第1話:公爵の算盤(そろばん)と、黄金の誘惑
赤々と燃える暖炉を背に、グレモリー公爵は手元の書類へ、力強く一本の横線を引いた。
それは、第1王子リオン・アルカディアが提出した、極めて正当な――そして今の彼にとっては生存に関わる――『新規冬服支給申請書』申請書であった。
「却下だ。……ふん、農業で煮え湯を飲まされたが、今度はそうはいかんぞ」
公爵は、使い古された算盤を無造作に弾く。パチパチという硬い音が、静かな室内で不気味に響いた。
前回の農業改革により、公爵は長年かけて構築した「農民からの搾取ルート」を一つ潰されていた。その補填先として彼が目をつけたのは、王国の富を物理的に鋳造する「職人ギルド」であった。
「閣下、職人ギルドの長がお見えです」
控えていた側近の言葉に、公爵は口角を歪めた。
招き入れられたギルド長のバルトロは、卑屈な笑みを浮かべて頭を下げた。
「……バルトロよ。例の『鋳造計画』の件、手筈は整っているな?」
「はっ、閣下。王立鋳造所に納める『金の延べ棒』の鋳型(型)でございますな。……しかし、これまでのものより一回り大きくするとなりますと、原材料の手配や検査の目が……」
不安げに目を泳がせるギルド長に対し、公爵はワイングラスを揺らしながら冷徹に笑った。
「案ずるな。現場のことはお前ら職人の専権事項ではなかったのか? 自分の匙加減でどうにでもなる、といつもお前が言っているではないか」
「そ、それは左様でございますが……」
「それに、検査をするのは我が財務局だというのを忘れていないか?」
公爵の冷え冷えとした視線に、バルトロはごくりと喉を鳴らした。
今の王国には、長さや重さの厳密な国家基準はない。職人の「匙加減」と、公爵が握る「検査」という二つの闇を重ねれば、数パーセントの黄金を中抜きすることなど容易い。

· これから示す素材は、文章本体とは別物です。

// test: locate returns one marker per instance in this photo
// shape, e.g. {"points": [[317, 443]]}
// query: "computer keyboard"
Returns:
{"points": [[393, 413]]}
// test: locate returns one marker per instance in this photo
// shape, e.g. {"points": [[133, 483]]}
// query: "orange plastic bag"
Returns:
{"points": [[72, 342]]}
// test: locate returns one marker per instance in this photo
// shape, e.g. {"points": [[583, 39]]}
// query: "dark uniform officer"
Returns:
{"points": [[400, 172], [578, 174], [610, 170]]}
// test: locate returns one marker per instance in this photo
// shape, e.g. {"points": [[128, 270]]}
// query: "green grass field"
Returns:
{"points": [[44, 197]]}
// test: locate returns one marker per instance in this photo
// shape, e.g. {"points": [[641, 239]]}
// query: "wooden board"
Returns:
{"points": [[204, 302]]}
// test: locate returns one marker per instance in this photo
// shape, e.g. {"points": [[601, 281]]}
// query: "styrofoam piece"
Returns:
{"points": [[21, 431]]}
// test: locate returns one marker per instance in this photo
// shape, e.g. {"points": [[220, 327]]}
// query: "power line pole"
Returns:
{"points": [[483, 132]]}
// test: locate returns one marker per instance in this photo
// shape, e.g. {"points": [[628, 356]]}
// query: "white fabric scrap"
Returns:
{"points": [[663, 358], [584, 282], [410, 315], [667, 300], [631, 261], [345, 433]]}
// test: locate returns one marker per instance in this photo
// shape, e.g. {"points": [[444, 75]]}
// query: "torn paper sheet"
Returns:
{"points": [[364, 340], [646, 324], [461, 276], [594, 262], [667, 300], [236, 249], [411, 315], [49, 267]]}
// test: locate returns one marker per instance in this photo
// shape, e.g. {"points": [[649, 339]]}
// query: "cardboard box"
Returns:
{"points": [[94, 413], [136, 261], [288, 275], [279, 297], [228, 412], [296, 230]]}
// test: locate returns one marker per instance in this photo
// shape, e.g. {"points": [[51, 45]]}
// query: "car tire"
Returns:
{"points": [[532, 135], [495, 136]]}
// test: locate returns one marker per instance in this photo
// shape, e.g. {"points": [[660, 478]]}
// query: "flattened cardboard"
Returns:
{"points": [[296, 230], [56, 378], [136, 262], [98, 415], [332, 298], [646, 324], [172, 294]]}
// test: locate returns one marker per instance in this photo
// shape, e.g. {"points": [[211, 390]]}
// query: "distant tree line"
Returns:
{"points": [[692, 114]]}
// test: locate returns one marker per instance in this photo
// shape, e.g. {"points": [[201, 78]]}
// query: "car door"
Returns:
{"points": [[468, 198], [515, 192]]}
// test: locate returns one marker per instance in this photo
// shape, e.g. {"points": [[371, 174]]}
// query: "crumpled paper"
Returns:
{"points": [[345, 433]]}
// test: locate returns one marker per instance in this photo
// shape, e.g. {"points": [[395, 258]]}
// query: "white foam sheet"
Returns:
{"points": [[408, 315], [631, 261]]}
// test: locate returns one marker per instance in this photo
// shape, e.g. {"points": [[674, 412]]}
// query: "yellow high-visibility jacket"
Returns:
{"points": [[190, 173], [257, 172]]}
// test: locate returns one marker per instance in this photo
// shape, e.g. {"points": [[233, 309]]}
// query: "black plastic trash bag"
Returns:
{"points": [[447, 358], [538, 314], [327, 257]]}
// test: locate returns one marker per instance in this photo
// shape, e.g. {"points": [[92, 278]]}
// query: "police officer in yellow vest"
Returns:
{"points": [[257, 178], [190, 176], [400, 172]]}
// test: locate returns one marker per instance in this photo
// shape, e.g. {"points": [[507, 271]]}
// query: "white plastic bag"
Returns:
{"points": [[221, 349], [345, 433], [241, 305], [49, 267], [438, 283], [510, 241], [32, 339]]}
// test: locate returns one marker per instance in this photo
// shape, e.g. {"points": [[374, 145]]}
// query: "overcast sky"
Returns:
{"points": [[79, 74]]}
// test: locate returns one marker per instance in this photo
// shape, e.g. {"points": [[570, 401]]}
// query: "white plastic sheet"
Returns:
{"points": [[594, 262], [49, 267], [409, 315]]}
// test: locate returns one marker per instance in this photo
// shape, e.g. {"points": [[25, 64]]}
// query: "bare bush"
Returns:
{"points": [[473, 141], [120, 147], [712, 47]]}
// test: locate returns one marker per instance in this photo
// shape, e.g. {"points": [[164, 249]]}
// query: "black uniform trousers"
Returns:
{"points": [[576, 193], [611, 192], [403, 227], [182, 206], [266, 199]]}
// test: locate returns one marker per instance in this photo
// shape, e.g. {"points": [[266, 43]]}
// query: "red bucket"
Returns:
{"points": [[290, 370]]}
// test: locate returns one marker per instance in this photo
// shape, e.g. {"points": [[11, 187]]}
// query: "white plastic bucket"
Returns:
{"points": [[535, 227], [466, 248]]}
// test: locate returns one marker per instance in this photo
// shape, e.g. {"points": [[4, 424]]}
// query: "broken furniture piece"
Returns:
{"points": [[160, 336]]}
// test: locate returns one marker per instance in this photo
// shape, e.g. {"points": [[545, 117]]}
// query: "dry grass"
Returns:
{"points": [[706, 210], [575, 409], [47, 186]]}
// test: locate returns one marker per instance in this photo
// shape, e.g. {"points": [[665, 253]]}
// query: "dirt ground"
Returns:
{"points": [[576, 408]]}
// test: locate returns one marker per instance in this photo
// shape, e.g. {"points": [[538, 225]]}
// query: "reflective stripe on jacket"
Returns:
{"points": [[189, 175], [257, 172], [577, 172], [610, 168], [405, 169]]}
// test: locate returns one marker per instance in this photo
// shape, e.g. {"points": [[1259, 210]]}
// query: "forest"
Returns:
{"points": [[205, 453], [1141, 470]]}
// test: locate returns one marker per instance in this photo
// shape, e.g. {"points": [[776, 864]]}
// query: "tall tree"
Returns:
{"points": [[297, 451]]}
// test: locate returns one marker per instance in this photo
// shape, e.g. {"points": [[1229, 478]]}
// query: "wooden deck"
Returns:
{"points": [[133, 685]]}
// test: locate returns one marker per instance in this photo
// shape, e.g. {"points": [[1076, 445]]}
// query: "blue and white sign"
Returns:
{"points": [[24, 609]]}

「……さすがは閣下。恐れ入りました。リオン殿下のような『釘一本の値段も、正確な寸法も知らぬ不器用な王子』であれば、尚更気づくことはありますまいで」
「左様。あの小僧には、せいぜい去年の服を継ぎ接ぎして着させておけばいい。これを見ろ」
公爵は、リオンの申請書――『新規冬服支給申請書』を指先で弾いた。
「マント一枚を除き、すべて不許可だ。冬服など、去年のものをサイズ直しすれば足りる。……いつ仕上がるかは、ギルドの気分次第だがな。小僧を寒さで無力化している間に、我らは黄金の山を築くのだ」
公爵は、リオンの申請書と添付書類の購入被服一覧に巨大な「不許可」の赤印を、宣告のように叩きつけた。リオンの不器用さを嘲笑いながら弾かれる算盤の音だけが、豪華な執務室に鳴り響いていた。